There has been lots of anxious waiting since the ship left Russia in mid-December. It picked up diesel fuel in South Korea before traveling to Dutch Harbor, Alaska, where it took on unleaded gasoline.

A Coast Guard icebreaker escorted the tanker through the Bering Sea pack ice, the two vessels at times barely crawling along as officials looked for new techniques to get the tanker free of shifting ice.

Late Thursday, the Coast Guard Cutter Healy and the Renda stopped six miles offshore to wait for daylight and figure out how to get the tanker within about a mile of the harbor so its hose will reach the dock.

Nome Mayor Denise Michels sat in her car Friday morning in record-breaking low temperatures and gazed past the harbor entrance. Her eyes focused on the lights coming from the tanker and the icebreaker just before dawn.

"It is right out there. You can see it," she said. "We are pretty excited."

The state is requiring that the fuel transfer be done only in daylight hours. Nome's northern latitude leaves it mostly hidden from the sun this time of year, meaning sunrise doesn't come until 11:39 a.m. local time (3:39 p.m. EST), and there will be just 5 hours and 4 minutes of sunlight Friday.

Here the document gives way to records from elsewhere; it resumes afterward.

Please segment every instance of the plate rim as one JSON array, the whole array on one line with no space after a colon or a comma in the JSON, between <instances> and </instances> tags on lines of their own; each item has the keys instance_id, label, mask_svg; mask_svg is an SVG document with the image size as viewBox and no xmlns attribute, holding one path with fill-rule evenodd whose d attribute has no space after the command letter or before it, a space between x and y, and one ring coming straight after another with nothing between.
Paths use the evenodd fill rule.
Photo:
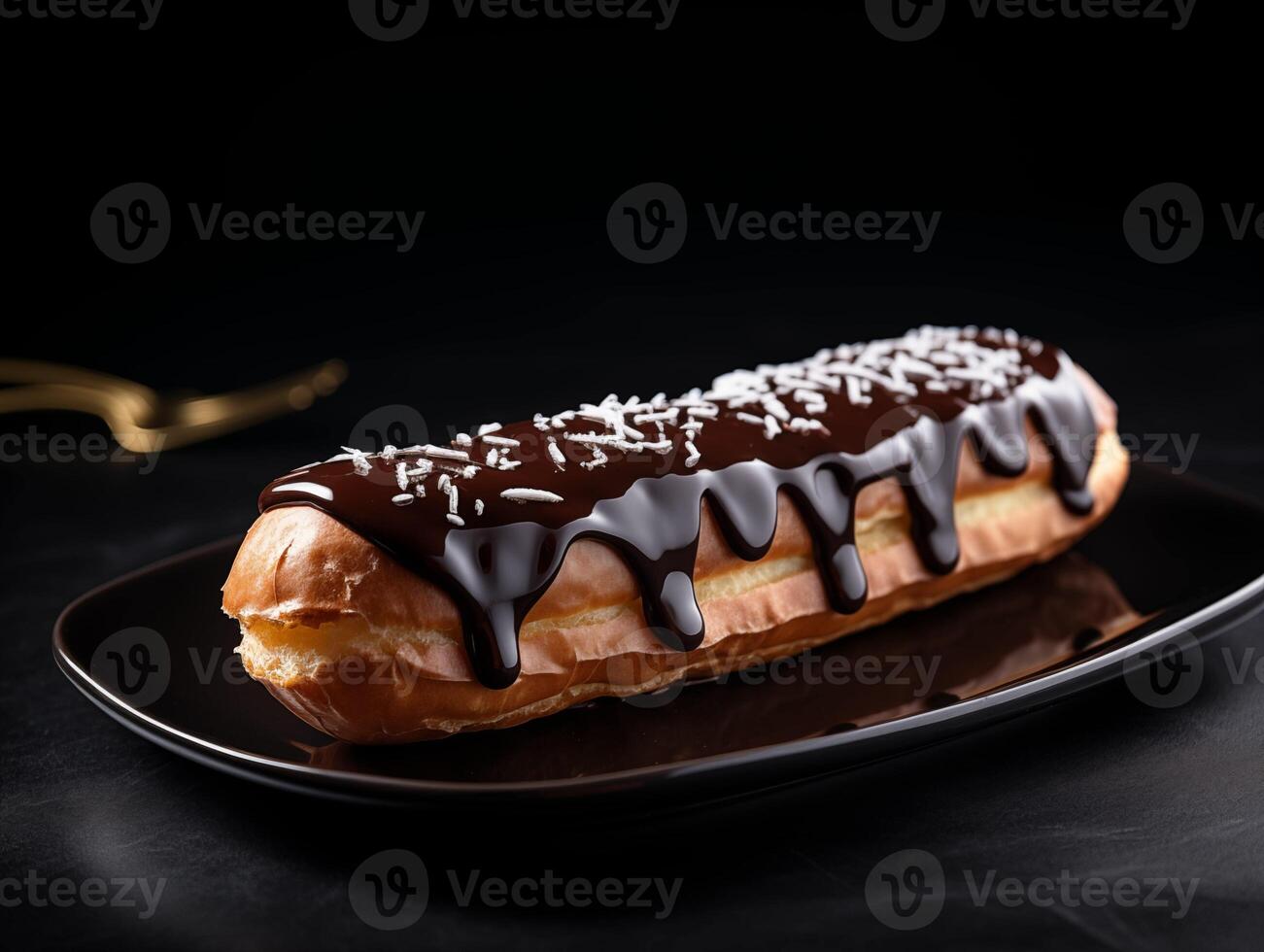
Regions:
<instances>
[{"instance_id":1,"label":"plate rim","mask_svg":"<svg viewBox=\"0 0 1264 952\"><path fill-rule=\"evenodd\" d=\"M1150 472L1154 472L1149 467L1138 467L1138 469L1150 469ZM1170 478L1196 483L1205 492L1215 493L1221 498L1248 506L1264 515L1264 507L1260 507L1258 502L1236 491L1196 477L1188 477L1188 474L1181 477L1172 475ZM1155 631L1114 649L1103 646L1106 650L1079 662L1038 674L986 694L959 700L944 708L918 712L894 721L860 727L842 733L782 741L780 743L726 751L671 764L651 764L613 772L557 780L469 781L407 779L382 774L354 774L337 769L312 766L310 764L297 764L209 741L197 735L172 727L164 721L131 707L118 695L106 690L76 662L73 654L67 646L66 627L67 621L85 603L94 601L105 592L124 587L139 577L202 558L212 551L228 549L231 545L239 544L243 537L243 534L234 534L176 552L104 582L78 595L62 609L53 625L52 647L57 666L81 694L101 708L114 721L121 723L133 731L133 733L187 760L231 776L263 783L274 788L356 802L363 802L365 798L377 802L386 798L392 803L401 800L451 802L454 799L487 800L503 798L570 800L576 796L602 796L631 791L646 793L655 786L689 778L705 776L715 779L742 767L804 760L814 755L828 756L830 752L852 747L863 750L895 733L910 735L911 742L905 750L913 750L958 733L958 731L951 728L959 726L963 728L959 732L964 732L964 728L968 726L982 727L1005 717L1067 698L1102 681L1114 680L1130 670L1129 662L1134 665L1143 664L1139 661L1141 652L1163 644L1174 635L1187 633L1200 640L1210 638L1229 626L1246 619L1264 606L1264 574L1260 574L1189 614L1173 618ZM919 743L918 741L921 742ZM837 772L848 766L858 766L860 762L863 762L863 760L854 764L839 761L833 765L823 765L824 770L818 771L817 775ZM801 779L806 779L806 776Z\"/></svg>"}]
</instances>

If successful, the transfer would mark the first time fuel has been delivered by sea to a Western Alaska community in winter.

A fall storm prevented Nome from getting a fuel delivery by barge in November. Without the tanker delivery, supplies of diesel fuel, gasoline and home heating fuel Nome are expected to run out in March and April, well before a barge delivery again in late May or June.

Michels said the weather has been extremely cold this winter. The temperature in Nome dipped to 34 degrees below zero Friday, breaking a record set for that day in 1973.

In temperatures like this, the fuel really gets gobbled up fast, she said.